Reindex InfoRequestEvents with new request_public_body_tag term

garethrees commented 7 years ago

~1912247 events total

indexes 50-100 every 5 minutes in normal operation (from acts_as_xapian_jobs table) Takes < 30 seconds to index them all ~300 safely in the 5 minute slot?

= index 3600 ph = 531.479615385 hours for all = 22.132488426 days

Idea is that we drip-feed info request events to the jobs table so that it gradually reindexes the old events with the new term.

garethrees commented 7 years ago

This is the gist of what I think we want:

InfoRequestEvent.find_in_batches(:batch_size => 300) do |events|
  events.each(&:xapian_mark_needs_index)
  sleep 300 # 5 mins so that the next batch gets collected by the next indexing run
end

Need to consider:

error logging
how to run? just a 1 off script? (bundle exec rails runner reindex_all_events_in_batches?
crash recovery – if it breaks on one event, how do we avoid indexing everything again

lizconlan commented 7 years ago

to pick up where we left off (or at least close to it), something like...

start_id = ENV["START_ID"] || 0
InfoRequestEvent.where("id > #{start_id}").find_in_batches(:batch_size => 300) do |events|
   events.each(&:xapian_mark_needs_index)
   logger.info("last event indexed: #{events.last.id}")
   sleep 300 # 5 mins so that the next batch gets collected by the next indexing run
end

So if the last thing (success) in the log is 299, set the START_ID to 299 to kick the next batch off at 300

garethrees commented 7 years ago

Looks good. I think next thing to do is try this with an initial handful of batches to check that we can effectively process the jobs in the 5 minute window.

Probably want to monitor the job queue – maybe by taking the count (SELECT COUNT(*) FROM acts_as_xapian_jobs;) every 10 seconds or so – to check that we're not getting a backlog of jobs that we're struggling to process.
Also worth taking notes on resource usage as its processing the batch (New Relic / cacti useful here).

garethrees commented 7 years ago

Just a reminder - we need to update wdtk before we do this for real.

lizconlan commented 7 years ago

Would we have to do anything special to prevent something from automatically adding everything to the job queue on deploy?

lizconlan commented 7 years ago

And is using logger to write to the existing log sufficient?

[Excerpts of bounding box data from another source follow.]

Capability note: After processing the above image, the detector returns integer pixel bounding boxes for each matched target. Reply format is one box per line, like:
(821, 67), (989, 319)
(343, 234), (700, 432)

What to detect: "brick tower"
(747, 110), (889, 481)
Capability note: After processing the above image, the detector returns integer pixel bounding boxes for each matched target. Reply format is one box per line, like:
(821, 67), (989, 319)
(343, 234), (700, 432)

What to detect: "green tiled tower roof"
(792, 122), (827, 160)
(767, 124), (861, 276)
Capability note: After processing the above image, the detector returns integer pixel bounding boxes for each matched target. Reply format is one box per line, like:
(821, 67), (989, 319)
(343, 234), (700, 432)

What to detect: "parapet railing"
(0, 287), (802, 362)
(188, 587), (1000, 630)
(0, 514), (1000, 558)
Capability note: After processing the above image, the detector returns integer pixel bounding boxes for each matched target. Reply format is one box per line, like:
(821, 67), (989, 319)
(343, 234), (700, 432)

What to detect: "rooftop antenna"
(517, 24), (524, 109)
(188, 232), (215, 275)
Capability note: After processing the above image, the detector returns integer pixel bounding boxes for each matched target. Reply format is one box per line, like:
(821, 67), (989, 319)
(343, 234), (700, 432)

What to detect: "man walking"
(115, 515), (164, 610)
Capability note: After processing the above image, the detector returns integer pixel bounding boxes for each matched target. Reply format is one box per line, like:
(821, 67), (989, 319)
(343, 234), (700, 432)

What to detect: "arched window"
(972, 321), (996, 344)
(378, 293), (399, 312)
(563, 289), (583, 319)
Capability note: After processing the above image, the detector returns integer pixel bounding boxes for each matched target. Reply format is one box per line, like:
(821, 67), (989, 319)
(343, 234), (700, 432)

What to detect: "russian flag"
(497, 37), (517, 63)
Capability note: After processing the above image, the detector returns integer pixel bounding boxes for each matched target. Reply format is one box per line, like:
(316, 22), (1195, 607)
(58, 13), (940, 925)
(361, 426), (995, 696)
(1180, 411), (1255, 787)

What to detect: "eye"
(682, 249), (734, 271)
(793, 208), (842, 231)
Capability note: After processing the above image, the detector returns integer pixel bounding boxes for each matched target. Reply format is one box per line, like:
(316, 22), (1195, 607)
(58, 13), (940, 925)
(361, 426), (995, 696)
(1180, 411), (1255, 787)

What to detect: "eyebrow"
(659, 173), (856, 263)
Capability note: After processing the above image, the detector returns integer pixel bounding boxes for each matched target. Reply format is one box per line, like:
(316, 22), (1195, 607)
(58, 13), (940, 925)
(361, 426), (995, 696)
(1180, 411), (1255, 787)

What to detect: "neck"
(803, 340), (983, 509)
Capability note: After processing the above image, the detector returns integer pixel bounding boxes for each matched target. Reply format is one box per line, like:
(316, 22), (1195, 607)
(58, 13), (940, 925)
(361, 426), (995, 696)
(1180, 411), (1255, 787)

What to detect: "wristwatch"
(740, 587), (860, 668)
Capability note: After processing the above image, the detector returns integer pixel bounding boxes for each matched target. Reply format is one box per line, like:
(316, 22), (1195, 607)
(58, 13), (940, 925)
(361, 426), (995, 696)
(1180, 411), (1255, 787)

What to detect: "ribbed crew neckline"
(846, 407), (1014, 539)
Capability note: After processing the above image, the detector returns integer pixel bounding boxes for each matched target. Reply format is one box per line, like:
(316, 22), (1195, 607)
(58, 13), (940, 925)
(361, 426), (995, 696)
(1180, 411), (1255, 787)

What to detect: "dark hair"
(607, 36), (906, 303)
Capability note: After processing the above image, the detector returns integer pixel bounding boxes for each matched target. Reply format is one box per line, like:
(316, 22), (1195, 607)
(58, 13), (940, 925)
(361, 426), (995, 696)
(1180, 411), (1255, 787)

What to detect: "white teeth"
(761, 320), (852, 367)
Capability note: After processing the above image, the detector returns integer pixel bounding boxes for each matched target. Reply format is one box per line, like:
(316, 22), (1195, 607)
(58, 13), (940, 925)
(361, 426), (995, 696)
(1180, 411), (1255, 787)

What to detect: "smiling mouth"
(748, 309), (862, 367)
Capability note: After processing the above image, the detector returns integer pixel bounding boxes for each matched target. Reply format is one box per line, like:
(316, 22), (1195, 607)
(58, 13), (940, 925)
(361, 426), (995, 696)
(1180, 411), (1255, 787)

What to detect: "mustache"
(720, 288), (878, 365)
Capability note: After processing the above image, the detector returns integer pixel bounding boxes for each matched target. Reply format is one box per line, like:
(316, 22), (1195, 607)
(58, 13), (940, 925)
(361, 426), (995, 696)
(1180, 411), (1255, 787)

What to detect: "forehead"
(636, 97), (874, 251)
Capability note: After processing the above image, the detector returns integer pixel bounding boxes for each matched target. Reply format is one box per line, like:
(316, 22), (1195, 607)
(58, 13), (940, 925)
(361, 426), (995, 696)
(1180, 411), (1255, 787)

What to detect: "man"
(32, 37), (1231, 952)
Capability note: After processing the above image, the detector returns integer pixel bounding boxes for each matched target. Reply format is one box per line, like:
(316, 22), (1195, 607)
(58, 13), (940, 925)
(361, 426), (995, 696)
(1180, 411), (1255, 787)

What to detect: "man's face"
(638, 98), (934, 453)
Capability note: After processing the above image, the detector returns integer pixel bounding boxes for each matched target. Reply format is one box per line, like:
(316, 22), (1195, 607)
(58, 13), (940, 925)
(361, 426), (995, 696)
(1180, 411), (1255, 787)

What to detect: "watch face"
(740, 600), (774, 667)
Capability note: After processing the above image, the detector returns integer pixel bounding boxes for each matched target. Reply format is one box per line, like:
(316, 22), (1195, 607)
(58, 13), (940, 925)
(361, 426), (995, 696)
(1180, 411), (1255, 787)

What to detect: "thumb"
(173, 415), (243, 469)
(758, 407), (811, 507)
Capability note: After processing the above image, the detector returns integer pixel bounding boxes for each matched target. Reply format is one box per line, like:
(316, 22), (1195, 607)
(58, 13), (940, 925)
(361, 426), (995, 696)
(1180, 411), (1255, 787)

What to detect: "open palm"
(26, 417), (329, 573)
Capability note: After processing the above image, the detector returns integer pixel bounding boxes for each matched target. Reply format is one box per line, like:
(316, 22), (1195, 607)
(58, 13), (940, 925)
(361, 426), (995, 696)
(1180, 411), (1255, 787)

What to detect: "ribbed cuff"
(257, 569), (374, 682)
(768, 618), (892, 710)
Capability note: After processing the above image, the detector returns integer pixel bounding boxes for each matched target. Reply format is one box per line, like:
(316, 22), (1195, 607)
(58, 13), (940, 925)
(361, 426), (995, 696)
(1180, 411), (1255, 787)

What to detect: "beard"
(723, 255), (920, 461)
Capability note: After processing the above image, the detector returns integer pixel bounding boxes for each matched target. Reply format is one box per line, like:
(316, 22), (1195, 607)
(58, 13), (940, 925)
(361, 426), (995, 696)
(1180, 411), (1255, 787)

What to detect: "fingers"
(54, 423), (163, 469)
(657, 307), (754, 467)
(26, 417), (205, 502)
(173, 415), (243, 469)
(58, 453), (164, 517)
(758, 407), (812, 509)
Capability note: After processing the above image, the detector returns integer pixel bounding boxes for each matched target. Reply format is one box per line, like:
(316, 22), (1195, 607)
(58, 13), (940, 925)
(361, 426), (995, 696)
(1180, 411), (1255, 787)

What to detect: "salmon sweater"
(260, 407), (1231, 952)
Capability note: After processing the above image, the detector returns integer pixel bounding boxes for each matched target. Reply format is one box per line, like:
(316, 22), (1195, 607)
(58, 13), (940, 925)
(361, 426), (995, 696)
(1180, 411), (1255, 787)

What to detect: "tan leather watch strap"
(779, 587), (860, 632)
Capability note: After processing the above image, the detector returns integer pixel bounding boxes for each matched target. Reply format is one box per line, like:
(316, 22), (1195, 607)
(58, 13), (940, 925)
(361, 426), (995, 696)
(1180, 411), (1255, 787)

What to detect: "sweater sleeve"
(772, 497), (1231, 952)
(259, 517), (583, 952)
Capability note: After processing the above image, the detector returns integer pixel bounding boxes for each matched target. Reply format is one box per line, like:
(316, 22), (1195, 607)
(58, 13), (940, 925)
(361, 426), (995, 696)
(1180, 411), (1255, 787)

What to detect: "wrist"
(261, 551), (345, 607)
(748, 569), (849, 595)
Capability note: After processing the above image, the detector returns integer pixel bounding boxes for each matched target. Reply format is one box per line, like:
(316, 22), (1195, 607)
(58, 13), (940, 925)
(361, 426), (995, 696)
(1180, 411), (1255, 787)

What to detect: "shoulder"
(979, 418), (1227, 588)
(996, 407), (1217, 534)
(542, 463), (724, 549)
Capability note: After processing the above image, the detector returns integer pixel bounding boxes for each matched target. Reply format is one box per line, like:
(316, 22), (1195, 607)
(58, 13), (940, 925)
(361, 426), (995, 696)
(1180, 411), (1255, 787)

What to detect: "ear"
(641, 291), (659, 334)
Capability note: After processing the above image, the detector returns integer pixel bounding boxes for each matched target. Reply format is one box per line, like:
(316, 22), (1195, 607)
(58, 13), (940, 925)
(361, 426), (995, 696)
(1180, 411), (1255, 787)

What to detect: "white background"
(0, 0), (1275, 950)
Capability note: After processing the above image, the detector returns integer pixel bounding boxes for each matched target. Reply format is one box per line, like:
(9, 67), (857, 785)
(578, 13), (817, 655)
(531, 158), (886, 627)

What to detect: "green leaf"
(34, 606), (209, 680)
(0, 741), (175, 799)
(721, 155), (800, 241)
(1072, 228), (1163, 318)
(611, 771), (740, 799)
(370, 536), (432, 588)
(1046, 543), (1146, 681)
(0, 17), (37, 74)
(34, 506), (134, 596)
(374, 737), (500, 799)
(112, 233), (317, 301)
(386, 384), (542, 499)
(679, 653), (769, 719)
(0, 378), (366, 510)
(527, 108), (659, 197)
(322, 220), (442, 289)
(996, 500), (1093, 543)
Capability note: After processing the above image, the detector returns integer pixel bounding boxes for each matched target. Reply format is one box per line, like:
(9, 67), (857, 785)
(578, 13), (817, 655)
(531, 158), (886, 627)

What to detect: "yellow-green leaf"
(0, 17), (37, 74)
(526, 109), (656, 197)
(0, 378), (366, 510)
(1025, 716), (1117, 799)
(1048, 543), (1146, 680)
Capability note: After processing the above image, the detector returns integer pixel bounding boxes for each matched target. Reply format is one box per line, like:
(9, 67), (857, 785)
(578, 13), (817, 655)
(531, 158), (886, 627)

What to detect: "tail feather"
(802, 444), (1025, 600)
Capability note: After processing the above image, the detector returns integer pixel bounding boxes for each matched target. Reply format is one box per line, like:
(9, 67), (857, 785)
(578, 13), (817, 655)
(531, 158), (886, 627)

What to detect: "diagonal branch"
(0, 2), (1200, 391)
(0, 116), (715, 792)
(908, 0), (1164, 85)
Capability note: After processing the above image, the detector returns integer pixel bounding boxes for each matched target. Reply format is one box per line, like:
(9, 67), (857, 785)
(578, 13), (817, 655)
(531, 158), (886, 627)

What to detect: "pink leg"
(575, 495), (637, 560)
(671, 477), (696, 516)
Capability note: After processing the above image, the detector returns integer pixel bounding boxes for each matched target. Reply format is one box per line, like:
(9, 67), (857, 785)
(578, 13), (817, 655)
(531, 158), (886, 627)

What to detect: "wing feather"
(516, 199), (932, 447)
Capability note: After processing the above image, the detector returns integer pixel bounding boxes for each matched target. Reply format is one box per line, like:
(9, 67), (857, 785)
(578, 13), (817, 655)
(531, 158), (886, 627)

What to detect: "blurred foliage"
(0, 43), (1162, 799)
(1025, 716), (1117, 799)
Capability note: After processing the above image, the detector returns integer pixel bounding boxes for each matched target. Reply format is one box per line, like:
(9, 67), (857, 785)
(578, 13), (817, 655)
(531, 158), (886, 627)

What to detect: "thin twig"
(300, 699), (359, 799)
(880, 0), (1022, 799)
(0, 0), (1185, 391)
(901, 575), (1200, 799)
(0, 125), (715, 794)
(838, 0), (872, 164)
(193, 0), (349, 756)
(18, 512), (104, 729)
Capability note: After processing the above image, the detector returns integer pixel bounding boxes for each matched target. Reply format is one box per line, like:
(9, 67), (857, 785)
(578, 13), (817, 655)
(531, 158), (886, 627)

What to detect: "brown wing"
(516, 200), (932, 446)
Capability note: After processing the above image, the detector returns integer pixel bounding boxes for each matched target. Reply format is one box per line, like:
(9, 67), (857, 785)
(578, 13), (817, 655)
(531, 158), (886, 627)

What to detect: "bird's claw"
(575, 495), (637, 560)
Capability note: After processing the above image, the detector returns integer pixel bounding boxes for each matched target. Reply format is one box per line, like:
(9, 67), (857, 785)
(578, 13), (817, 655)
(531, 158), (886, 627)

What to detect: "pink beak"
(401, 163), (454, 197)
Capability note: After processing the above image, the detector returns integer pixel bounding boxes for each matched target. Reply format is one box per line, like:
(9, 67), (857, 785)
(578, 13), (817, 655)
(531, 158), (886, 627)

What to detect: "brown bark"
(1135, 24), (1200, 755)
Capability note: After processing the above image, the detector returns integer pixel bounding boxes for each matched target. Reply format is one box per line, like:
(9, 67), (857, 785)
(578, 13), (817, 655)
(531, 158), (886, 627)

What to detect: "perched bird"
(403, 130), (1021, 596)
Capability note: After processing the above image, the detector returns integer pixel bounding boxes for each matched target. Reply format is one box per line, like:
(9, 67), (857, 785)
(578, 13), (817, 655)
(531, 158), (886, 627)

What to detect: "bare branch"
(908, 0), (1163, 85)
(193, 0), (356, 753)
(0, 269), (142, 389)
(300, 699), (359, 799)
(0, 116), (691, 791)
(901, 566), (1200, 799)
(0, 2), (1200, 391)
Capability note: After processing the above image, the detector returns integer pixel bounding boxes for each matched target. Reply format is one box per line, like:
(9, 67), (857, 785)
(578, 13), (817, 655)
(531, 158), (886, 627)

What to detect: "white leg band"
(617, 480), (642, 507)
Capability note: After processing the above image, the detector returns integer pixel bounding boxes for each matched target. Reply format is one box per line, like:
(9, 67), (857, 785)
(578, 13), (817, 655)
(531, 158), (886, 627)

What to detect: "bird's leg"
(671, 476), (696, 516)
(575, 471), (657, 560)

garethrees commented 7 years ago

Would we have to do anything special to prevent something from automatically adding everything to the job queue on deploy?

I don't think so, but worth a double check of the deploy tasks to make sure something like that isn't going to happen.

And is using logger to write to the existing log sufficient?

I was wondering about this. My first thought was to create a separate logger just for clarity, but we could just add a prefix to log messages generated by this for easy grepping. I have no real preference – whatever you think will make it easier to check every day.

Will also want to make sure exceptions are logged.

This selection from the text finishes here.